There is nothing ungrammatical about the second sentence. More specifically, there is no participial phrase in the second sentence: there is a subordinate clause followed by a main clause.
In the subordinate clause, “When he arrived”, ‘he’ is very clearly the subject; in the main clause, “his friends met him at the station”, the subject is equally clearly ‘his friends’. This is quite straightforward.
If you use “On his arrival” or “Upon his arrival” instead, there is no subordinate clause at all: there is simply a noun phrase, ‘his arrival’ (in itself just a noun modified by a possessive determiner), which is governed by a preposition, ‘on’. There is no subject or verb in this at all, and no clause.
Using a participial phrase, you do have a clause: ‘arriving’ here still carries enough ‘verbness’ to be considered the verb in a clause (if it were a transitive verb, it would still have been able to accept objects, for example)—but the subject has been left out.
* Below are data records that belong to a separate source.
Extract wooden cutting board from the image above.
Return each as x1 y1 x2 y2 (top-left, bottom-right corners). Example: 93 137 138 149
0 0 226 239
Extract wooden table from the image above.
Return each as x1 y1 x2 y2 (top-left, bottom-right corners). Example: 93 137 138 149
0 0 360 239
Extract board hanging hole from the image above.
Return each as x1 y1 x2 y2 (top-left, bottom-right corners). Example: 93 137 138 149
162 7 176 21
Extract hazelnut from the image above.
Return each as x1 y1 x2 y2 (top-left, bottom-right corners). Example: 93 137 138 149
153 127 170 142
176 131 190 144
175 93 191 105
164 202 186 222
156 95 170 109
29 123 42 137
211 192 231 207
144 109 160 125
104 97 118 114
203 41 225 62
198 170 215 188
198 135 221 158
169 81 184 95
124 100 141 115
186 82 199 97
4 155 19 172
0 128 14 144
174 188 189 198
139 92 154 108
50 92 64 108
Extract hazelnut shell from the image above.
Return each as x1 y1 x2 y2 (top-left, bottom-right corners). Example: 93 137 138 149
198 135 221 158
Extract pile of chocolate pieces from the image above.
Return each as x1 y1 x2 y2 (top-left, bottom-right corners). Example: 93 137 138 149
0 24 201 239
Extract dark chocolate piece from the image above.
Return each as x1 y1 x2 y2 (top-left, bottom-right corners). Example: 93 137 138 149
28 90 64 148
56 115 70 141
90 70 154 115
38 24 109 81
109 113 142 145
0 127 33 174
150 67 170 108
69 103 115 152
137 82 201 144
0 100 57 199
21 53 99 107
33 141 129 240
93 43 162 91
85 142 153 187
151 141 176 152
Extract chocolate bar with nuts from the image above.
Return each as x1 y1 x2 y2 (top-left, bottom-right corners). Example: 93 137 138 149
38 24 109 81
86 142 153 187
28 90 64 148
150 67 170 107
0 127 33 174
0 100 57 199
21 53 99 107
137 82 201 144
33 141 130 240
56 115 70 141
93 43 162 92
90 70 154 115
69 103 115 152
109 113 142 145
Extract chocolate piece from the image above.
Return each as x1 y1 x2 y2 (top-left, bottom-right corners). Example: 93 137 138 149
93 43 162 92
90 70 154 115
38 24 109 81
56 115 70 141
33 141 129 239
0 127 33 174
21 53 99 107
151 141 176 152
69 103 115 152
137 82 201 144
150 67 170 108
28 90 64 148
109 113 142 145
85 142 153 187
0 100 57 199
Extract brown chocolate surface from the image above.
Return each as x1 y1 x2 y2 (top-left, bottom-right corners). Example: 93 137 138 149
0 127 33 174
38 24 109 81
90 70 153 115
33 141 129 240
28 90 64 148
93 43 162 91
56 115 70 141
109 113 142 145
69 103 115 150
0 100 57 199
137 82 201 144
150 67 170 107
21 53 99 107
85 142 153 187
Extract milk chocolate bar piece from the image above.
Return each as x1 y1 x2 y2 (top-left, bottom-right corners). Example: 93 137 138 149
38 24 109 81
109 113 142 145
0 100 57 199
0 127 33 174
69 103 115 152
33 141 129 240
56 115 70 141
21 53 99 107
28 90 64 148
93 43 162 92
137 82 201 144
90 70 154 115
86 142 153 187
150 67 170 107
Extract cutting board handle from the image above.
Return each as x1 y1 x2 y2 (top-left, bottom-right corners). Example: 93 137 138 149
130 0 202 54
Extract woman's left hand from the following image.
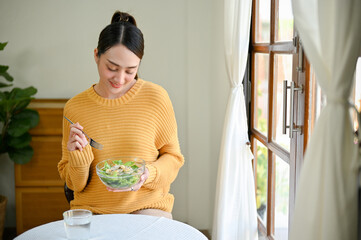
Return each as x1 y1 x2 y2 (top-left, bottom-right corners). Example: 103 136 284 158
107 168 149 192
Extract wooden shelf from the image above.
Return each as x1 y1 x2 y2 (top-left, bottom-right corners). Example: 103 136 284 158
15 99 69 234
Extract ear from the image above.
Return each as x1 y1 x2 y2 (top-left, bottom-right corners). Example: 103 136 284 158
94 48 99 63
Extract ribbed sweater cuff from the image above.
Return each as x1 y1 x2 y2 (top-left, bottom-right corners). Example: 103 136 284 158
144 165 157 185
69 144 94 167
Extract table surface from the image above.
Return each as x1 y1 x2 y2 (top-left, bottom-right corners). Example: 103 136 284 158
14 214 207 240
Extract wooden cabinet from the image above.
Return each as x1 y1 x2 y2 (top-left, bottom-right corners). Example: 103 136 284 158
15 99 69 234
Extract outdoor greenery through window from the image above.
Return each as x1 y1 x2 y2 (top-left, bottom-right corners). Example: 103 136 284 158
250 0 305 240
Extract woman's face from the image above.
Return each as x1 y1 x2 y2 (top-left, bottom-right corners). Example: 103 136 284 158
94 44 140 98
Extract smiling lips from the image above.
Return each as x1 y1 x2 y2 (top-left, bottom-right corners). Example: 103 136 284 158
109 81 122 88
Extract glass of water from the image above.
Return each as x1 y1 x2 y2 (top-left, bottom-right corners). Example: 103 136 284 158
63 209 93 240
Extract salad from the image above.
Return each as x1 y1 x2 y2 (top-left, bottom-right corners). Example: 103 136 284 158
97 160 144 189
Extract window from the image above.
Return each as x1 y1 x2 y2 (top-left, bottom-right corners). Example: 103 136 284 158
247 0 308 240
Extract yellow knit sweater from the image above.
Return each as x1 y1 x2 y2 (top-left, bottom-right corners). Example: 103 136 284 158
58 79 184 214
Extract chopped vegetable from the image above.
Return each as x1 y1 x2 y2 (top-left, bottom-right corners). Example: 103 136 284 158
99 160 142 188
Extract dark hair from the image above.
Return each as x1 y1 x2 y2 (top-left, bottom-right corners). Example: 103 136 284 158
97 11 144 59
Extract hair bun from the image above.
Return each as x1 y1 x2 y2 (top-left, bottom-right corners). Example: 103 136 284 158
111 11 137 26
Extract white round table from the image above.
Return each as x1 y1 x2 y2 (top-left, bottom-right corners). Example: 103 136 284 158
14 214 207 240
When this is the case, the subject will most commonly be automatically filled in by the listener with the subject in the following clause—but, despite Strunk and White’s claims, this is not universal. Some cases end up being ambiguous, and some end up with another constituent taking up the subject slot in the gerund phrase.
“On arriving in Chicago, his friends met him at the station” is ambiguous. The most likely meaning is of course that ‘he’ arrived in Chicago, and his friends met him at the station when he did so. If you go by Strunk and White, though, this meaning is not possible, and the only possible meaning is that the friends met him at the station when they arrived in Chicago; not when he arrived there. In reality, the sentence is ambiguous and would benefit from being worded differently if context did not make it clear which interpretation is true.
Many cases where it is obvious that the subject in the participial phrase is supposed to be something different from the subject in the main clause end up sounding awkward or ill-formed and would benefit from recasting:
Wearing a dark blue satin dress and with her hair loosely draped over her shoulders, he thought her as beautiful as any girl he’d ever seen.
– would be better as:
Wearing a dark blue satin dress and with her hair loosely draped over her shoulders, she was as beautiful to him as any girl he’d ever seen.